Leaders: Are Your Decisions Intuitive or Ego-Centered?
Updated: Jul 28, 2021
Just because you're right doesn't mean I'm wrong. You just haven't seen life from my point of view.
Leaders judgments and lessons from the state of the union
Last night was the state of the union. While I watched it to form my own opinion, I've decided to withdraw from scrolling social media today. Why open the floodgates of negativity slung by leaders in both parties. Leaders, their media partners, and supporters armed to the teeth with the facts and their interpretation of them. It is their interpretation - aka the leaders' judgments- that has our country stuck on crucial issues. Unfortunately, this impasse due to leaders' judgment affects more than the government. It affects businesses around the globe.

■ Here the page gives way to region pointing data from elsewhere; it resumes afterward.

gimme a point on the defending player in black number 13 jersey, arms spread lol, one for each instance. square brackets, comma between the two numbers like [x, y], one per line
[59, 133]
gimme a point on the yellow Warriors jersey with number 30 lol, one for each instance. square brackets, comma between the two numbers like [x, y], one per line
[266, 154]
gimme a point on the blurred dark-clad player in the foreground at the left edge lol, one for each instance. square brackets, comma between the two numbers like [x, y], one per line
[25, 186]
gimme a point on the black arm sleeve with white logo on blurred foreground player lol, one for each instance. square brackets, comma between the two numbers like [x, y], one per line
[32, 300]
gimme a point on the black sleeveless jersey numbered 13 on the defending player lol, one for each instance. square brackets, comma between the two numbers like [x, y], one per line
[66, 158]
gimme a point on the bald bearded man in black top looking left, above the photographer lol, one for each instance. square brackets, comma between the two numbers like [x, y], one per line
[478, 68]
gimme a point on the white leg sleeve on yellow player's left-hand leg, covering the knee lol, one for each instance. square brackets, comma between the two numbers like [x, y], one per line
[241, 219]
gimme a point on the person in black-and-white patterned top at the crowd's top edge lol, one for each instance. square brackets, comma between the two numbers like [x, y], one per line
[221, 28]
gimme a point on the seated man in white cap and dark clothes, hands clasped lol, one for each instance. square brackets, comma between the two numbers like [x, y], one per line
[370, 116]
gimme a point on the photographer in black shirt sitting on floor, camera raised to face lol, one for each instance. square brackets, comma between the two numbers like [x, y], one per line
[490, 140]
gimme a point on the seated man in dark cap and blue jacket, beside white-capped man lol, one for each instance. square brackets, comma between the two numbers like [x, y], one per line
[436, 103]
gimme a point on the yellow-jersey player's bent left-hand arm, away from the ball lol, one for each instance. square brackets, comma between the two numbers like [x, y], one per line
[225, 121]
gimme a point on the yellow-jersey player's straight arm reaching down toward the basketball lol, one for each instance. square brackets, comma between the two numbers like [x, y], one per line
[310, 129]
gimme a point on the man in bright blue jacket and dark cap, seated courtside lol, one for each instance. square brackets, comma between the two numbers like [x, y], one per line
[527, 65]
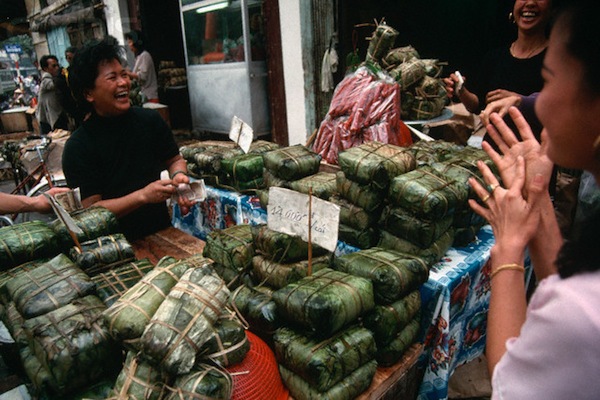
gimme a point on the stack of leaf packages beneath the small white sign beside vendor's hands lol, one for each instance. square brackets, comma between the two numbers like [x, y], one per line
[225, 165]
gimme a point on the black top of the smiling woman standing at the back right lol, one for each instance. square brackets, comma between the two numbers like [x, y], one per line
[500, 70]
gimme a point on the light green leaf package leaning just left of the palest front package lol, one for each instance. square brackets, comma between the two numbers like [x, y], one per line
[128, 316]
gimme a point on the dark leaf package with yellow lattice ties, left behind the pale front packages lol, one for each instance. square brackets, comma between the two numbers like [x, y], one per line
[112, 284]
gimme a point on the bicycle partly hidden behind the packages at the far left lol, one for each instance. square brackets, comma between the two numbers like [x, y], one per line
[34, 183]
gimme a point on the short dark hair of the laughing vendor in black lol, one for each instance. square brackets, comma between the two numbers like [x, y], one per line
[84, 69]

It's true, the position of leadership does regularly require judgment calls. However, there is a critical difference between an intuitive decision and ego-centered disapproval. One moves an organization forward while the other leaves an organization stuck. Therein lies the lesson that leaders can take from design thinking — a lesson in empathy.
Empathy - the first step in design thinking
The first step in the human-centered approach to solving problems known as design thinking is empathy. A stalemate ensues when we miss this important step. Without the first step, the path to innovation (progress) is difficult if not impossible. In a nutshell, empathy is the ability to understand the thoughts, feelings, and attitudes of another. Rather than agreeing with the person we, only need to understand why they might think, feel or believe the way they do. Granted there are many blogs, books, and even courses on the subject of empathy I want to offer a quick tip for shifting from judgment to empathy. And it comes with the questions we ask and emphasizing the why. Back to our political example. Here's an example of a question in the form of judgment vs. a question in the search for understanding.

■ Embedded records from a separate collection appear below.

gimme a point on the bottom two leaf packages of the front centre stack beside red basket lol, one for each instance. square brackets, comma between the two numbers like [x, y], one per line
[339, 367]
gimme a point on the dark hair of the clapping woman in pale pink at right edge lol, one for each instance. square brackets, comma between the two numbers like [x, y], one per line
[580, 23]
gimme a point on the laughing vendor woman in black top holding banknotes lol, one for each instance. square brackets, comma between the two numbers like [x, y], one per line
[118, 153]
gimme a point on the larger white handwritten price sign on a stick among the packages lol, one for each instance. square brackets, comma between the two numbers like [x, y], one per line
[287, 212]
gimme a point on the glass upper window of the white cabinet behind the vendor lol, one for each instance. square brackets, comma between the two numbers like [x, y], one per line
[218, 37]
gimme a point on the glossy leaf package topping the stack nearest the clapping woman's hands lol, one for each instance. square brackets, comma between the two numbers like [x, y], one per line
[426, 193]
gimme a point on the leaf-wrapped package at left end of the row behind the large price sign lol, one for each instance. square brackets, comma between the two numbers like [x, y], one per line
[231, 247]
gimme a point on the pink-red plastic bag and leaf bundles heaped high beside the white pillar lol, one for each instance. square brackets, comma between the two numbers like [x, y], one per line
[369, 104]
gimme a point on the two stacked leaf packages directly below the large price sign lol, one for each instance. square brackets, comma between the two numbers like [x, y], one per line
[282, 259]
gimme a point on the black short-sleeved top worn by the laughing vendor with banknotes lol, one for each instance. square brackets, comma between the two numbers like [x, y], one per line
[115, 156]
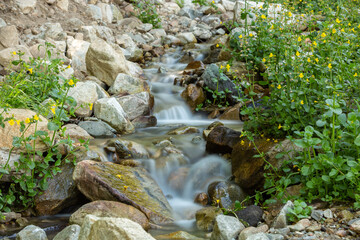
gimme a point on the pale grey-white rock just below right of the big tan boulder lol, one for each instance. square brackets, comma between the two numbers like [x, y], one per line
[125, 84]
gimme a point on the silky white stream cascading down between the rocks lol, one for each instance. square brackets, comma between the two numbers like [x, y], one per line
[171, 112]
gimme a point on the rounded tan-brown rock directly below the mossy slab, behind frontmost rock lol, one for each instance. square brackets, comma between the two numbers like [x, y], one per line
[109, 209]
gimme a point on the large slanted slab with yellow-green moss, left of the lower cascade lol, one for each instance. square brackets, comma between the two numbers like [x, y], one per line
[106, 181]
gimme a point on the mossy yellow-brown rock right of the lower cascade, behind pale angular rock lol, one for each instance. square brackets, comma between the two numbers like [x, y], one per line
[205, 218]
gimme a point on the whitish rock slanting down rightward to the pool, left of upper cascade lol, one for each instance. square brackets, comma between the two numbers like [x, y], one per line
[110, 111]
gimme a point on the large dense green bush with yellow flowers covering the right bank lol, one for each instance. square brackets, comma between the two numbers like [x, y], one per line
[309, 58]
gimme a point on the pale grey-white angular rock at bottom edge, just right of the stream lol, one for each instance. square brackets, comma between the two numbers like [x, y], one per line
[226, 228]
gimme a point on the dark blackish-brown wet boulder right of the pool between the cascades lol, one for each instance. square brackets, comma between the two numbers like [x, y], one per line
[222, 140]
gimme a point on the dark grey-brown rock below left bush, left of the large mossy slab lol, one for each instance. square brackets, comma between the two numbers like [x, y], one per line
[60, 194]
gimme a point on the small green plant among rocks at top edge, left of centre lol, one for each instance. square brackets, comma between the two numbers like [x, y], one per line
[147, 12]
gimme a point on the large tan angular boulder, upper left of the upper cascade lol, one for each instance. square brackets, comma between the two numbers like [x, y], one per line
[103, 62]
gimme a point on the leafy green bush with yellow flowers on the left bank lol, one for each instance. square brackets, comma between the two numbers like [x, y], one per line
[37, 85]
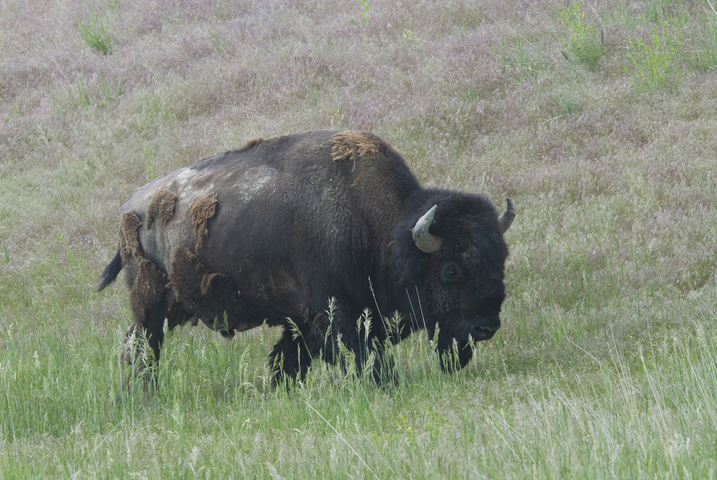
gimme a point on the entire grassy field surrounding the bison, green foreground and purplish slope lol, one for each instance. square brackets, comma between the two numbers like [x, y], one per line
[598, 118]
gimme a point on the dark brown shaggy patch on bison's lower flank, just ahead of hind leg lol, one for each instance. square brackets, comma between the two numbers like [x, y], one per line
[209, 295]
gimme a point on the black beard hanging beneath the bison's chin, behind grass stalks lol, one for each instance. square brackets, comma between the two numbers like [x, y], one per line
[454, 338]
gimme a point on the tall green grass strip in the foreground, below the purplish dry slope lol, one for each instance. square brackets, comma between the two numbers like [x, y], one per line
[553, 404]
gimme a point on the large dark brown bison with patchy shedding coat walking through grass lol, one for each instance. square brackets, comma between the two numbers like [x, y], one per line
[275, 231]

Judgment question: This question is not really a question at all but implies judgment. They already have a preconceived answer in their mind. The opposition is uneducated, unaware, uninformed, or just downright stupid.
Why would they (the opposition) think like that!?!
Empathy question: Emphasis on why. Looking for understanding and reason behind why they think the way they do.
Why would they think like that?
The effective use of empathy opens communication and moves organizations forward on the path of innovation. Resulting in better people, better companies, and a better country.